On Fri, Dec 20, 2013 at 5:19 PM, sharemu notifications@github.com wrote:

you can download http://yunpan.cn/QDYfRRJgsxNDi

— Reply to this email directly or view it on GitHubhttps://github.com/coolwanglu/pdf2htmlEX/issues/267#issuecomment-30997483 .

sharemu commented 10 years ago

The version of Fontforge Message as : D:\test\pdf2htmlEX-v1.0-win32-static>pdf2htmlEX.exe -v pdf2htmlEX version 0.10 Copyright 2012,2013 Lu Wang coolwanglu@gmail.com and other contributers Libraries: poppler 0.24.1 libfontforge 20130820 Default data-dir: .\data Supported image format: png jpg

sharemu commented 10 years ago

this pdf document created by embedded fangzheng Font . not a general system Font

sharemu commented 10 years ago

i have font TTF file .but how can i config to libfontforge ?

coolwanglu commented 10 years ago

I'm not sure what you meant by 'config to libfontforge'. Fontforge should work automatically ideally.

On Fri, Dec 20, 2013 at 5:31 PM, sharemu notifications@github.com wrote:

i have font TTF file .but how can i config to libfontforge ?

— Reply to this email directly or view it on GitHubhttps://github.com/coolwanglu/pdf2htmlEX/issues/267#issuecomment-30998077 .

sharemu commented 10 years ago

" so please have a check of the versions of Fontforge installed." do you say system font did't setup?
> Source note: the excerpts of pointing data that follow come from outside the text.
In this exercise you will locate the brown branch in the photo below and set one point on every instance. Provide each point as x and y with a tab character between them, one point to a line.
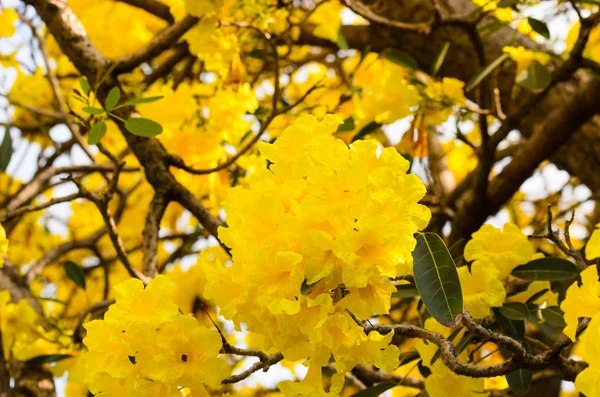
264	365
7	216
157	208
161	42
153	7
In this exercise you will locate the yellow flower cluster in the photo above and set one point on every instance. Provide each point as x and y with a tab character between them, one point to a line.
3	245
494	253
315	238
584	301
386	96
23	334
145	347
8	17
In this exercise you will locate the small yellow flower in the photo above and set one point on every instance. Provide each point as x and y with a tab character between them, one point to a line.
137	306
504	249
581	301
8	17
592	248
481	288
187	355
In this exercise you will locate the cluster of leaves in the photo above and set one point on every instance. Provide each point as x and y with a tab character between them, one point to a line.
136	125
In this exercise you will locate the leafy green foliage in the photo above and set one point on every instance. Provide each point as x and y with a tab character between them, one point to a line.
347	126
554	315
439	58
97	132
539	27
512	328
406	291
75	273
437	279
536	77
515	311
143	127
112	99
6	150
519	381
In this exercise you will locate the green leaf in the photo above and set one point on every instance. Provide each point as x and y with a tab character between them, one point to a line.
515	310
75	273
112	99
342	42
6	150
536	77
437	279
539	27
546	269
139	101
96	133
536	296
513	328
376	390
366	130
347	126
478	78
439	58
405	291
401	58
92	110
554	315
519	381
143	127
408	358
48	358
85	87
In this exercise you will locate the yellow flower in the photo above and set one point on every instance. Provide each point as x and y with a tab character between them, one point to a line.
592	248
444	383
137	306
581	301
104	385
524	57
328	20
504	249
481	288
8	17
386	96
187	355
3	245
17	321
442	97
109	349
201	8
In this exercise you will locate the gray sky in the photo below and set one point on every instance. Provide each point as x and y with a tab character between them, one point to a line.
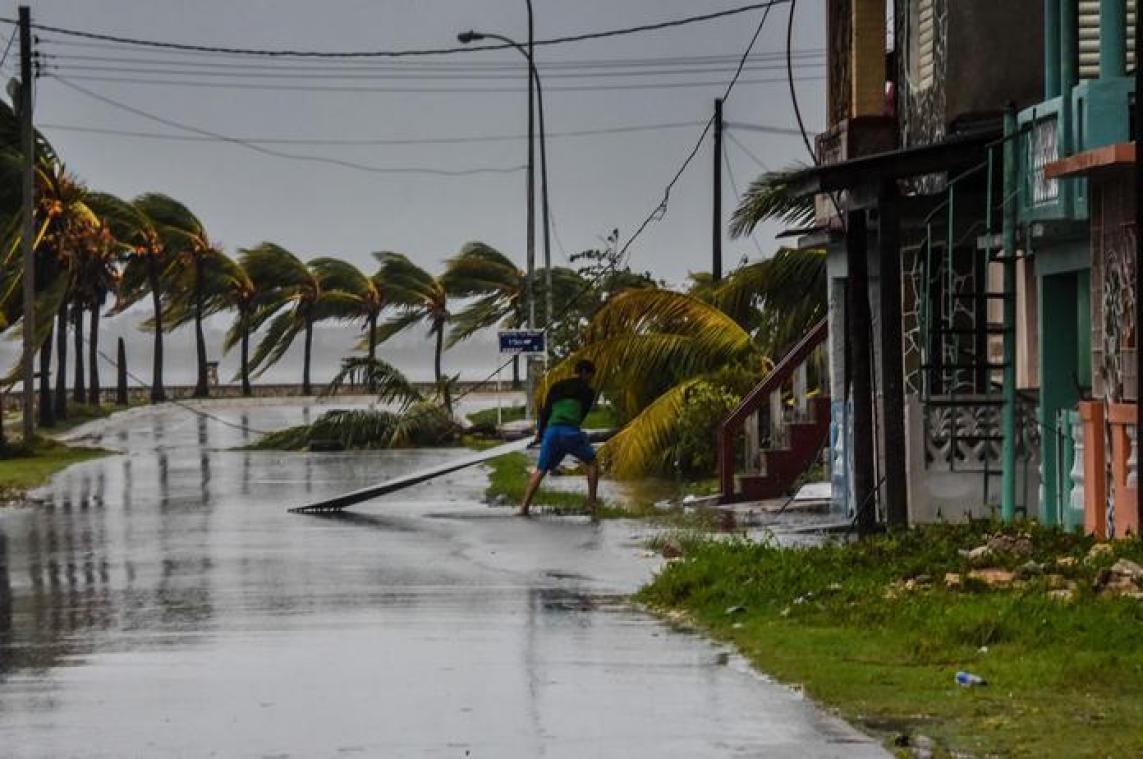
598	182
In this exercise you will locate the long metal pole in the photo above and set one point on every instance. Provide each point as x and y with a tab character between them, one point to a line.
532	214
1008	413
543	194
28	145
1138	260
717	191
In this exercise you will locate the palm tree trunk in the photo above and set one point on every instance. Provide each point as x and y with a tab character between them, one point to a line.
62	361
440	345
79	385
47	414
246	356
201	388
158	394
93	357
305	368
373	349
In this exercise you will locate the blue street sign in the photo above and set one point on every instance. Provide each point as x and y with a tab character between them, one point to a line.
521	341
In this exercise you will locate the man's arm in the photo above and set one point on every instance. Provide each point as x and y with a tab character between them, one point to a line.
545	410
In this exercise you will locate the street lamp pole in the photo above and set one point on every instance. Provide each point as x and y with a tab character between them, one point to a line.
534	85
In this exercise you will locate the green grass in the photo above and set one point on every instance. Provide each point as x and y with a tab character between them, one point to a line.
1065	678
28	468
601	417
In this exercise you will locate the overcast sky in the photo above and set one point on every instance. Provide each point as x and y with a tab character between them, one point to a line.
598	182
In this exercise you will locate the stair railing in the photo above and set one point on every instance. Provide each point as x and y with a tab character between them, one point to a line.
767	397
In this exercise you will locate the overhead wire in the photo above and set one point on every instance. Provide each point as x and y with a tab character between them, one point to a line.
374	142
745	150
125	66
221	61
737	193
660	210
416	90
398	54
7	47
623	253
278	153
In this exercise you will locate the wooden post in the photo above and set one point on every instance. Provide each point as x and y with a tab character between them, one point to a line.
121	390
861	377
28	230
717	237
893	384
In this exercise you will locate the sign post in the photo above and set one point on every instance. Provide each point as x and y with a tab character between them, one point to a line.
522	342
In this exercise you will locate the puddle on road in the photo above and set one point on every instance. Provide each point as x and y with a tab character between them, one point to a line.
162	602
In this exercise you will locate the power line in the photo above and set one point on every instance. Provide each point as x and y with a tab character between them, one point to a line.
397	54
398	76
660	210
8	47
278	153
737	194
745	150
322	64
376	142
420	90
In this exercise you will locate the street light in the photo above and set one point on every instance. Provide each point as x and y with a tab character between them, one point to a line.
466	38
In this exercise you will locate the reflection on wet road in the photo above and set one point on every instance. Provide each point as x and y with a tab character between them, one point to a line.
161	602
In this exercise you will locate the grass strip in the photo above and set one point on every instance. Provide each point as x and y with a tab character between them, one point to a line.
25	468
1065	677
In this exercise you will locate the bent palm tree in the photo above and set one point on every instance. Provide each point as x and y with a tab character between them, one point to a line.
289	296
500	287
769	198
146	262
359	297
422	298
652	348
189	248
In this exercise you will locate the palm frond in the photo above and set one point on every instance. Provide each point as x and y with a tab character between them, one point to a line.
285	327
646	442
390	384
769	197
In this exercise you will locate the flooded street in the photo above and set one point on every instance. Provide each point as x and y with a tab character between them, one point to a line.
162	602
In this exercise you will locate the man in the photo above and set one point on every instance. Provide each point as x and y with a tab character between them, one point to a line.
558	432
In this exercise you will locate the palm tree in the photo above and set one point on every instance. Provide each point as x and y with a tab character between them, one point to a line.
769	197
480	271
359	297
653	346
421	298
224	286
148	258
290	292
189	248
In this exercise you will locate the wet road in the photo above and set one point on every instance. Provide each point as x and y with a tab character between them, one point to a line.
162	604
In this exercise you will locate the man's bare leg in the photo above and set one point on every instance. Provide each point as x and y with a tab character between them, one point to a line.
592	487
534	481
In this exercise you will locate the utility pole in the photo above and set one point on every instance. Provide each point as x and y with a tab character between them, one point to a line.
530	290
28	230
717	234
1138	258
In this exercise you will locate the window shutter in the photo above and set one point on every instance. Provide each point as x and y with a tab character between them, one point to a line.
1089	38
926	44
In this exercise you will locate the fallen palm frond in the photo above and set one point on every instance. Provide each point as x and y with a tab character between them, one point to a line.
389	383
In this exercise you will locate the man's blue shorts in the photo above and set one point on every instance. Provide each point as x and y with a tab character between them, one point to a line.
560	440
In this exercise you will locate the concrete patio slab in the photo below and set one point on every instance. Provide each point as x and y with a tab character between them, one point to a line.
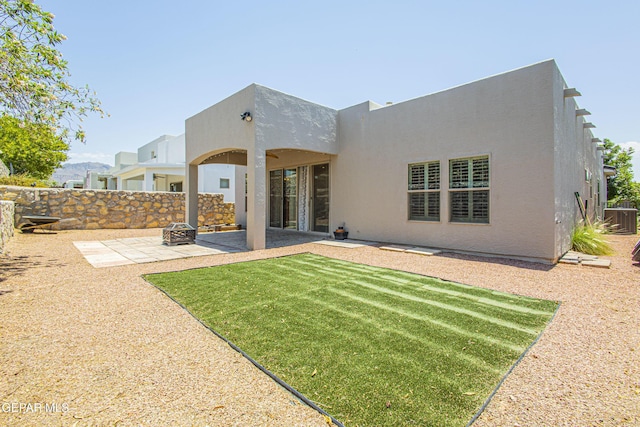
342	244
423	251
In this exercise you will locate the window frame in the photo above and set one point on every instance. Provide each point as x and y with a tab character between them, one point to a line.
477	189
428	188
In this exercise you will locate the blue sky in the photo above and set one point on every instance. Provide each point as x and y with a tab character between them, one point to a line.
156	63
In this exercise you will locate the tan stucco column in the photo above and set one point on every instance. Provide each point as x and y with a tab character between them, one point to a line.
256	198
191	195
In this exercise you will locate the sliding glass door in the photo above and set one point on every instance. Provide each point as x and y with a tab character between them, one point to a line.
290	186
283	198
291	194
275	198
320	195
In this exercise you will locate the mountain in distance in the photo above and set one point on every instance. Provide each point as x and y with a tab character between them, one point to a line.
70	171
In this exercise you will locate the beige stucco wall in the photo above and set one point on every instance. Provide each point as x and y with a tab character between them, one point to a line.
574	152
508	117
537	149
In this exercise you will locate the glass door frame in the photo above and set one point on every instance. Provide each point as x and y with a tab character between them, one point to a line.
309	202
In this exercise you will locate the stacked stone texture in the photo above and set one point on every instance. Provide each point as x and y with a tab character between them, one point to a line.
97	209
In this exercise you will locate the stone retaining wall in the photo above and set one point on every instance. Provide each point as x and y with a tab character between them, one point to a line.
93	209
6	222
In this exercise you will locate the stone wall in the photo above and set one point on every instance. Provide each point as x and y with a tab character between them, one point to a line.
6	222
93	209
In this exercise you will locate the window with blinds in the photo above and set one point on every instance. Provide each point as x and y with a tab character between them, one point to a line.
424	191
469	190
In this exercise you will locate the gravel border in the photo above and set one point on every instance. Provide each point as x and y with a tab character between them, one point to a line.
109	349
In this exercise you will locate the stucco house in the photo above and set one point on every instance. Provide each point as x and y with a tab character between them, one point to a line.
493	166
160	166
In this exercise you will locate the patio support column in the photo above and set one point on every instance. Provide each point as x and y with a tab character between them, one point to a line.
256	198
148	181
191	196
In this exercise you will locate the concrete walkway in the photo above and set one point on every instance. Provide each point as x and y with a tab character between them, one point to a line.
139	250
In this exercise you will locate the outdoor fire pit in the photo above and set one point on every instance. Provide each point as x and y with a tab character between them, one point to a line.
178	233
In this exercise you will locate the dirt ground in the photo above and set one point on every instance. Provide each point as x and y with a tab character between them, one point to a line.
87	346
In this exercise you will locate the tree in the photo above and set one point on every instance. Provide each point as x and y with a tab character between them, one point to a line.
34	83
31	148
621	186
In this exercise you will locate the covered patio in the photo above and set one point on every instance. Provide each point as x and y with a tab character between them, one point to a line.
287	144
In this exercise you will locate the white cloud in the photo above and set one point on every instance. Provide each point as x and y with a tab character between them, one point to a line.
91	157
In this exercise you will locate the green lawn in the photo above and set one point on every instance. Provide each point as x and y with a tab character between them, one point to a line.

sharemu commented 10 years ago

but why i can open it normal in pdf reader?

coolwanglu commented 10 years ago

It should be a bug of pdf2htmlEX or fontforge.

On Fri, Dec 20, 2013 at 5:43 PM, sharemu notifications@github.com wrote:

but why i can open it normal in pdf reader?

— Reply to this email directly or view it on GitHubhttps://github.com/coolwanglu/pdf2htmlEX/issues/267#issuecomment-30998711 .

sharemu commented 10 years ago

oh .... can you track this bug ? can you resolve it ?

coolwanglu commented 10 years ago

Yes, all the bugs in the issues tracker are meant to be tracked. Although I don't have a quick solution for now, I'll take a look at it when I have time.

On Fri, Dec 20, 2013 at 7:14 PM, sharemu notifications@github.com wrote:

oh .... can you track this bug ? can you resolve it ?

— Reply to this email directly or view it on GitHubhttps://github.com/coolwanglu/pdf2htmlEX/issues/267#issuecomment-31003197 .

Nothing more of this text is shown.